# MTH Dash 8 will not come out of reset



## volvodr66 (Jan 18, 2018)

Need help with my dad’s Proto-sound Dash 8 Diesel engine. He’s been trying to get it to run for a while now and I think we’ve tried just about everything I can think of.

A little bit of background. He has several trains and often will leave some of them on the self for months at a time and pull one down after sitting for 8-12 months or so and expect it to work. We started off replacing the factory battery with a regular 9 volt just to see if we could get the train working while ordering the new capacitor type. (I was told using a regular 9 volt is better for testing due to its consistent voltage supply).

The issue I’m having is the engine appears to begin in the reset mode, noted by the two bell sounds when first starting up, but I can’t get it into the run mode.

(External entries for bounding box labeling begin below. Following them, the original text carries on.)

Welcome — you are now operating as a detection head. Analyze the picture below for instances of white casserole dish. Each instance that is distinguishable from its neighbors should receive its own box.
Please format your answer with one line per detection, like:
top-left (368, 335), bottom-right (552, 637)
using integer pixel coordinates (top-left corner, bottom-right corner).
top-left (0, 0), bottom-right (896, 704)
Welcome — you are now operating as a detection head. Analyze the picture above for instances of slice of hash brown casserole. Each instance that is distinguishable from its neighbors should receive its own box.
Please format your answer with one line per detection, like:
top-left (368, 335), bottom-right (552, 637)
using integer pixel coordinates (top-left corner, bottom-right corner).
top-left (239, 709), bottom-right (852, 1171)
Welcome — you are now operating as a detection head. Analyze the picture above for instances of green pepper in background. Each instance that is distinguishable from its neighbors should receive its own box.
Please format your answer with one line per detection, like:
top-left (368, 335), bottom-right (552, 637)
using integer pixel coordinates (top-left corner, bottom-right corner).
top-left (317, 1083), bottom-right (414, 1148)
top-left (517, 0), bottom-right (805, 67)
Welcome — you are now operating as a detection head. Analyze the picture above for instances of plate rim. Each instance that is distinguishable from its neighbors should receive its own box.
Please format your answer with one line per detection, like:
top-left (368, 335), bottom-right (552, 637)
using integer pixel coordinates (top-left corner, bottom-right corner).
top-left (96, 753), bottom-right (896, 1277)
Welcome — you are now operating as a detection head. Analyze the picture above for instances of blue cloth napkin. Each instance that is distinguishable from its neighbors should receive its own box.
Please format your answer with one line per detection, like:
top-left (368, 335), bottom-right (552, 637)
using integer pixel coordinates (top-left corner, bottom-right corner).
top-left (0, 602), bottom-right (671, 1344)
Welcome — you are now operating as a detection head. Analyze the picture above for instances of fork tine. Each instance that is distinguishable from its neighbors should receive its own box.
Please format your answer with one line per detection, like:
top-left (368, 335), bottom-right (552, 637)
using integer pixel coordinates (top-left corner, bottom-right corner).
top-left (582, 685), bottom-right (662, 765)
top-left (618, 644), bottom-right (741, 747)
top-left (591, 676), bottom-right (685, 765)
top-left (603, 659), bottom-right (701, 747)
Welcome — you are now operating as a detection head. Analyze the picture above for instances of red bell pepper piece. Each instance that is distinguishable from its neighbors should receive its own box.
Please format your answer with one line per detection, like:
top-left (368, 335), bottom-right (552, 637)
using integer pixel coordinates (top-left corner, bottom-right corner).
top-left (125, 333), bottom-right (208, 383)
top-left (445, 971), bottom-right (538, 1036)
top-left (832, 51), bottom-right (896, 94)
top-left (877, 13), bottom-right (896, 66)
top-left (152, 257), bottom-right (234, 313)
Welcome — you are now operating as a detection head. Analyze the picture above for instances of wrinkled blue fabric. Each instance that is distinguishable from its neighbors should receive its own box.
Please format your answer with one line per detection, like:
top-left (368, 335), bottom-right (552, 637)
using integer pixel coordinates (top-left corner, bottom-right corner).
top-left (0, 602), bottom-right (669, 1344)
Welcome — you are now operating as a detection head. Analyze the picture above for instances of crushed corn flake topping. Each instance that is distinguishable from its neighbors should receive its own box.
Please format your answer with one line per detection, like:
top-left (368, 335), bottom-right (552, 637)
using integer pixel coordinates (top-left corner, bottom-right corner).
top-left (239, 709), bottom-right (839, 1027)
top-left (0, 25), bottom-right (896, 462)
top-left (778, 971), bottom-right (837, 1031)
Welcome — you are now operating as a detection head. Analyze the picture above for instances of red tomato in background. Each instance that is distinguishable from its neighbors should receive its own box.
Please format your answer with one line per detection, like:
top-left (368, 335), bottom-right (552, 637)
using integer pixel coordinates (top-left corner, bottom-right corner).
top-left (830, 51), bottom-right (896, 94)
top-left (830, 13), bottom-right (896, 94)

The train store told us they think the software was likely corrupt and suggested we needed to order the new chip to correct the issue.

I ordered the new chip, removed the old and replaced it with the new, powered up the train and heard the obligatory two bell sounds indicating success, shut down power to the track, and replaced the old chip. Afterwards, I went into function 18 and did a reset as was instructed with the included chip.

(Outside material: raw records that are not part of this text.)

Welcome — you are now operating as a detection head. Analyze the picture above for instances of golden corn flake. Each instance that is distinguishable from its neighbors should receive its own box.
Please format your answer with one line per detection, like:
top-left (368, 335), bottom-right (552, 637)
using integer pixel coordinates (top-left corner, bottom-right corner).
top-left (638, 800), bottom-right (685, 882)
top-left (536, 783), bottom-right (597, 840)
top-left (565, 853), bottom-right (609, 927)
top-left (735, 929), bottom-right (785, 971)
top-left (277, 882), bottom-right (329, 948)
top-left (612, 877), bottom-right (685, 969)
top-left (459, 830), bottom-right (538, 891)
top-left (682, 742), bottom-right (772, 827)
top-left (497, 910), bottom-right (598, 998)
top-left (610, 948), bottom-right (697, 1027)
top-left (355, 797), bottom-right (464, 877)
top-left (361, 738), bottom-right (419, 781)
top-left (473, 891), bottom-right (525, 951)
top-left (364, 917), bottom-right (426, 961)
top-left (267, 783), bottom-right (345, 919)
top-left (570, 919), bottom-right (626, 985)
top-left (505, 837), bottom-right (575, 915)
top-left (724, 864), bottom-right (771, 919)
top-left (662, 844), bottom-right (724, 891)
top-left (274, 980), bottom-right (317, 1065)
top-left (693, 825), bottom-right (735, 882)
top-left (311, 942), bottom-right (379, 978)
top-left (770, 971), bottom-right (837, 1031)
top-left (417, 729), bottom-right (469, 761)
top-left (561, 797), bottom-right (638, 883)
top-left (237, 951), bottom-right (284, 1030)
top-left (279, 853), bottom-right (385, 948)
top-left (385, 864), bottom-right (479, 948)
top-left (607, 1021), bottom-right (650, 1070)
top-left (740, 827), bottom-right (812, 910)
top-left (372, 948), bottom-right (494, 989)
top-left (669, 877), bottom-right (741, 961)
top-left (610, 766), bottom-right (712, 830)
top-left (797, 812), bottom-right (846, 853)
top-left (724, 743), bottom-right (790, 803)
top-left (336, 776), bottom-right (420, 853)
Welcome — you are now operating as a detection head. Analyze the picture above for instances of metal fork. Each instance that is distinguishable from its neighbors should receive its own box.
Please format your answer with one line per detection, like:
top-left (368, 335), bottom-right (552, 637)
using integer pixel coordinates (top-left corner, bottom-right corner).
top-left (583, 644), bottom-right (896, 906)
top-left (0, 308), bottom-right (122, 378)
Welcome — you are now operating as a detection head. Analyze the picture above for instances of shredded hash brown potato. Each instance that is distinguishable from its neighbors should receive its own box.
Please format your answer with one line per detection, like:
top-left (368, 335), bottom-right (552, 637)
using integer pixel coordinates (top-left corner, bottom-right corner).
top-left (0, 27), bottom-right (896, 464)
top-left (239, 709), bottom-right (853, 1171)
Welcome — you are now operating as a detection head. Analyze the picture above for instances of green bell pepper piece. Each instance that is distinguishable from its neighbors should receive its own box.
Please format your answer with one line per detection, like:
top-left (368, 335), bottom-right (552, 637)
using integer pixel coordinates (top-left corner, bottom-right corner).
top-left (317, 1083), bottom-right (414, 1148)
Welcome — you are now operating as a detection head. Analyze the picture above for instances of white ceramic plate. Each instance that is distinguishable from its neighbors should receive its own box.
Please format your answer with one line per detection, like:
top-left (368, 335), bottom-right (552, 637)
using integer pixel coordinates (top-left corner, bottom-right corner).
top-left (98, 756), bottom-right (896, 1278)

Now, the train comes up into reset mode as normal with two bell sounds, but when lowering the power and increasing it again, the engine does not come out of reset.

I’m using a MTH Z-4000 400 watt transformer with the remote.

Anyone have any suggestions what I can try next.
Any help/suggestions are much appreciated.


----------



## Chops (Dec 6, 2018)

Another DCC nightmare. I have enough work keeping analog going.


----------



## gunrunnerjohn (Nov 10, 2010)

Chops said:


> Another DCC nightmare. I have enough work keeping analog going.


No DCC in sight here, this is MTH ProtoSound 1.



volvodr66 said:


> The train store told us they think the software was likely corrupt and suggested we needed to order the new chip to correct the issue.


Sadly, the train store was wrong. The reset chip is ONLY to fix the *three clanks of death* issue, it doesn't fix any other issue.

Have you tried a Reset 18? How about the Reset 40? I've attached a page from a manual that describes each of these reset functions. Note that the Z-4000 has a programming feature for PS/1 that will do a lot of this work for you.


----------



## mesenteria (Oct 29, 2015)

I have no experience with anything MTH, but the DCC resets need the power completely cut from the rails after pressing ‘enter’ and exiting programming. Then, when you power up, you need to acquire the default address in order to get responses from the locomotive.
Different reset modes might have to be tried is DCS offers a multiple of them.


----------



## gunrunnerjohn (Nov 10, 2010)

mesenteria said:


> I have no experience with anything MTH
> _*...snip...*_


We on a different ball field playing a different game here.


----------